He suggested he could bring forward a short private members’ bill in the new year that, if passed, would see the MPs vote on a resolution that could give the Privy Council the power to downgrade the couple’s royal status.
It comes after a new Netflix documentary on the couple began streaming on Thursday, in which Harry accused the royals of having a “huge level of unconscious bias” and Meghan saying the media wanted to “destroy” her.
Mr Seely told the PA news agency that he had been considering his private members’ bill, first reported by the MailOnline, even before the latest controversy over the Netflix documentary.
It would amend the royal 1917 Titles Deprivation Act, which stripped royal titles from those who supported Germany in the First World War.

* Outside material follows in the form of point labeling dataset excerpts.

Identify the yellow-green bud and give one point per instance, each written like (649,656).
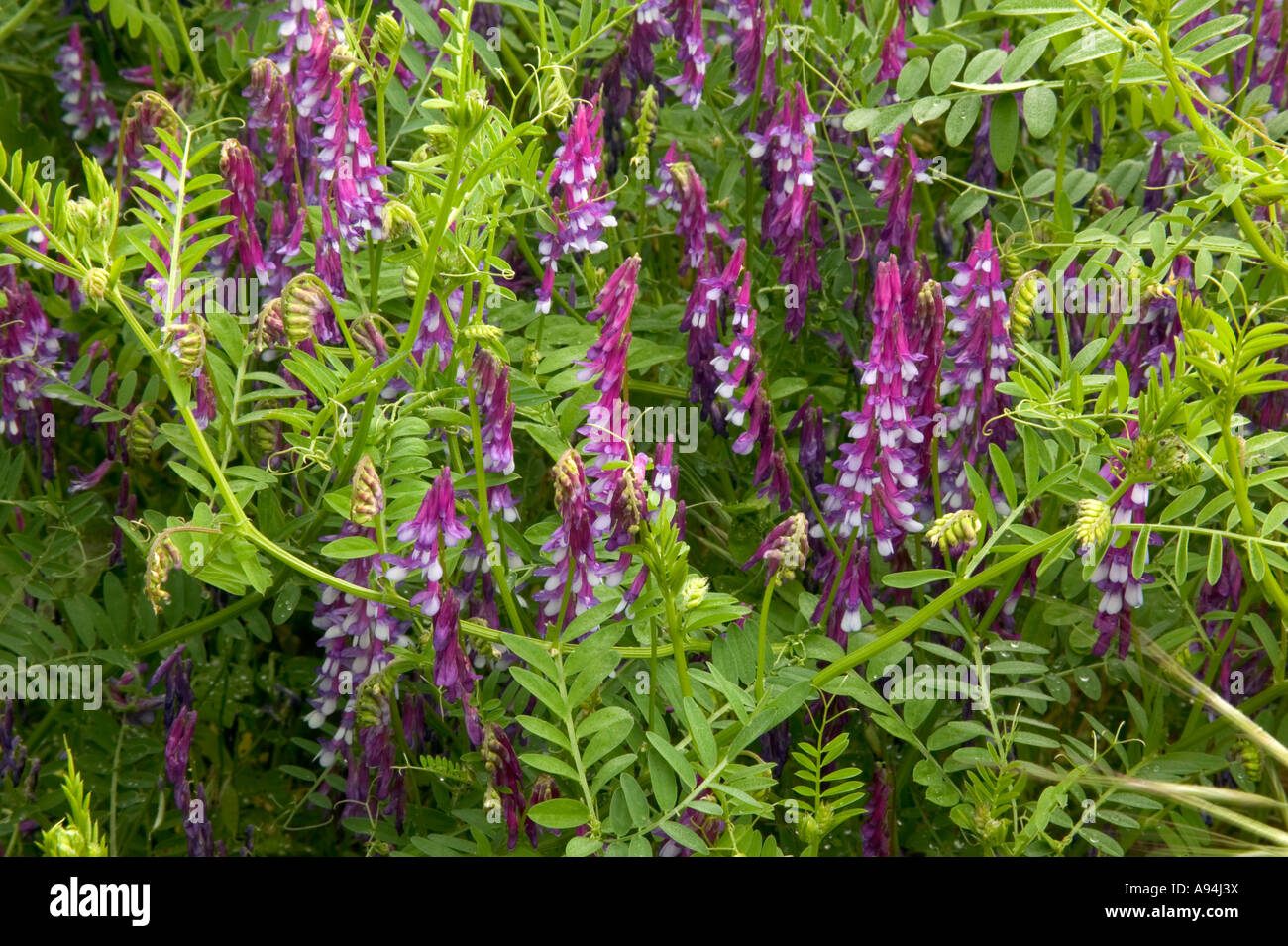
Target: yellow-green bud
(369,493)
(957,529)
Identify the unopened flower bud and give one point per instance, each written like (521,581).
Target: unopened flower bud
(399,220)
(369,493)
(695,591)
(1025,299)
(1093,524)
(366,332)
(956,532)
(387,39)
(481,331)
(94,284)
(188,344)
(304,302)
(785,549)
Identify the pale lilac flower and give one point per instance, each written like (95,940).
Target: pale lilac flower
(894,53)
(505,777)
(790,218)
(30,348)
(691,52)
(575,572)
(748,44)
(580,211)
(85,104)
(433,525)
(269,107)
(894,170)
(356,635)
(1120,589)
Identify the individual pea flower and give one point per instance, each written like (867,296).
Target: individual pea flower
(748,46)
(85,104)
(982,357)
(691,52)
(346,158)
(894,53)
(790,218)
(880,461)
(575,572)
(433,525)
(176,672)
(811,448)
(241,183)
(580,211)
(894,170)
(368,495)
(785,550)
(706,826)
(176,748)
(162,558)
(356,635)
(1093,524)
(451,668)
(956,532)
(30,348)
(505,778)
(651,26)
(269,108)
(310,73)
(1120,588)
(732,362)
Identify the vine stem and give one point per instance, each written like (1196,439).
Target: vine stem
(484,514)
(1249,527)
(761,635)
(940,604)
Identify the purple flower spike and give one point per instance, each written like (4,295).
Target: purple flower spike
(790,218)
(575,572)
(451,670)
(85,106)
(580,211)
(241,180)
(506,778)
(982,358)
(434,523)
(1120,589)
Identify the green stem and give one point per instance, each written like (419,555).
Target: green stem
(761,635)
(938,605)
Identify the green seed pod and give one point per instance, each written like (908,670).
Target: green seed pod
(369,494)
(1025,296)
(94,284)
(162,556)
(189,343)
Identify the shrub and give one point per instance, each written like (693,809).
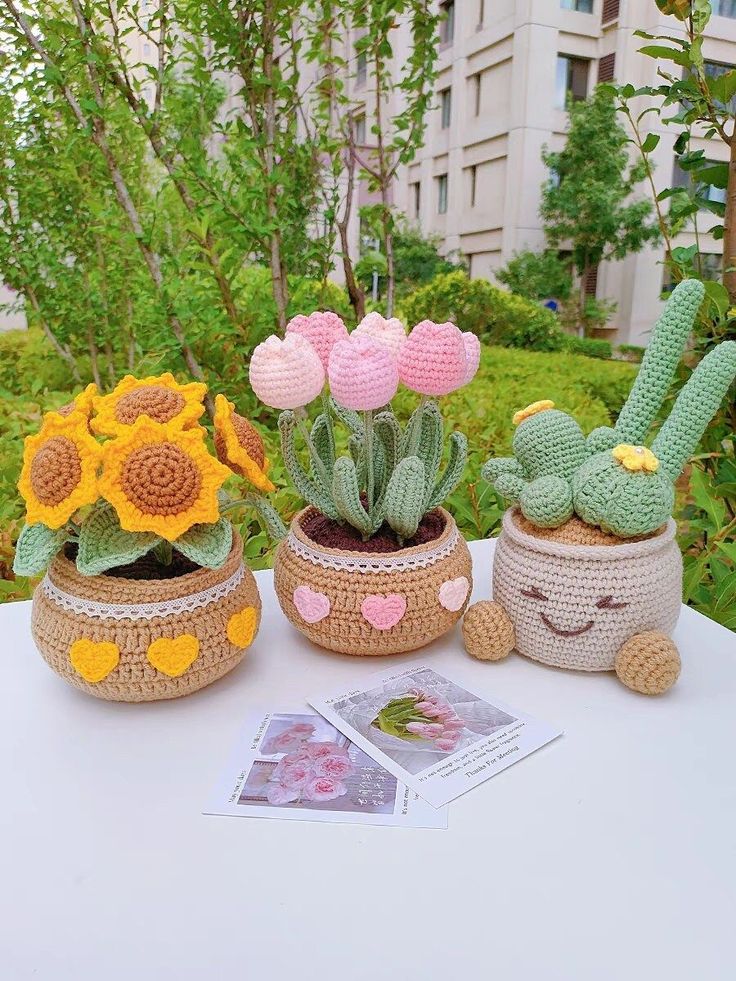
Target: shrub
(495,315)
(591,346)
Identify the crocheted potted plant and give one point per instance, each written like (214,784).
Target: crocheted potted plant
(146,594)
(587,573)
(373,564)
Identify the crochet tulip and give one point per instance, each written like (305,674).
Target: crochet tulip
(322,329)
(362,373)
(433,359)
(390,333)
(286,374)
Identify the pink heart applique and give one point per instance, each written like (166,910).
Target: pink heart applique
(383,612)
(312,606)
(453,593)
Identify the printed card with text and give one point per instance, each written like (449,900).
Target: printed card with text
(299,767)
(436,736)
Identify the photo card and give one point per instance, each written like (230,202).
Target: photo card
(299,767)
(433,734)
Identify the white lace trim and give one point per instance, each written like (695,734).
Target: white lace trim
(142,611)
(373,563)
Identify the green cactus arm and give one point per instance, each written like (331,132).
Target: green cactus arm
(660,362)
(404,500)
(696,405)
(312,490)
(497,465)
(453,471)
(346,495)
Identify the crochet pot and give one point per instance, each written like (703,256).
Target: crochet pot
(138,639)
(575,597)
(370,603)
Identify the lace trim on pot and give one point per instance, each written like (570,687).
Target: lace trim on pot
(141,611)
(373,563)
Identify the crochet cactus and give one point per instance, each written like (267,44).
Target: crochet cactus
(610,479)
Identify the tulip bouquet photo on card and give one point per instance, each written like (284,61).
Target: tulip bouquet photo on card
(373,564)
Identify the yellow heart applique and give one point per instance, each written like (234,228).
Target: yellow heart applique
(241,627)
(94,660)
(173,655)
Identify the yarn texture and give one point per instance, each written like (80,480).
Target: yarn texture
(347,601)
(151,653)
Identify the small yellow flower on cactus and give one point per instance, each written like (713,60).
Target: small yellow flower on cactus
(532,410)
(635,458)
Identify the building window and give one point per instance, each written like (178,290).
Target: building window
(583,6)
(361,68)
(475,88)
(714,69)
(724,8)
(442,194)
(447,24)
(360,129)
(473,178)
(572,80)
(445,107)
(607,68)
(610,11)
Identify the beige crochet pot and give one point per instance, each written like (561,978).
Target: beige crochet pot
(362,603)
(578,598)
(136,640)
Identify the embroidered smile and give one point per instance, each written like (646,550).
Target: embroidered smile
(604,603)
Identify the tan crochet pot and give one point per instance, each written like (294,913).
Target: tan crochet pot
(369,603)
(136,640)
(575,605)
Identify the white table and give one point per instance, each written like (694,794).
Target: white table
(609,854)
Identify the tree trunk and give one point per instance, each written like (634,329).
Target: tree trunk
(729,226)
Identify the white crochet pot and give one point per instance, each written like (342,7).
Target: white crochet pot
(574,606)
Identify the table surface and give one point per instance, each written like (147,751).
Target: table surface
(608,854)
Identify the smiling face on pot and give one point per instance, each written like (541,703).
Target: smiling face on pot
(576,610)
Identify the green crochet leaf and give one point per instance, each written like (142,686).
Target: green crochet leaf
(208,544)
(103,544)
(404,499)
(346,494)
(310,489)
(37,545)
(453,472)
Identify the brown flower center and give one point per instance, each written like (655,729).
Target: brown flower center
(161,479)
(156,401)
(56,470)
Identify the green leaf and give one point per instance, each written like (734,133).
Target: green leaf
(103,544)
(208,544)
(36,546)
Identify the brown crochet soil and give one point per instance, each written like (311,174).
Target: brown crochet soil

Bills proposed by individual MPs, and without Government backing, rarely pass through Parliament.
Mr Seely said he would likely put down the amendment in early 2023, with the bill likely to be very short.
“There is a political issue,” he said.
“As well as trashing his family and monetising his misery for public consumption, he is also attacking some important institutions in this country.
Mr Seely asked why Harry continues to use the titles, while “at the same time trashes the institution of monarchy and his family”.
He urged the duke to have a “sense of consistency” if he continues to attack the monarchy.
Labour MP Rachael Maskell already has a bill going through Parliament which would give the monarch new powers to remove titles, or a committee of Parliament to determine that a title should be taken away.
She previously said that her constituents made it clear to her that they wanted the Duke of York’s title to be removed.
Employment minister Guy Opperman on Thursday urged “everyone to boycott Netflix” following the airing of the first three episodes of Harry and Meghan’s documentary on the streaming giant on Thursday.
“I don’t think it has a fundamental impact on the royal family. I certainly won’t be watching it. I would urge everyone to boycott Netflix and make sure that we actually focus on the things that matter,” he told BBC’s Question Time.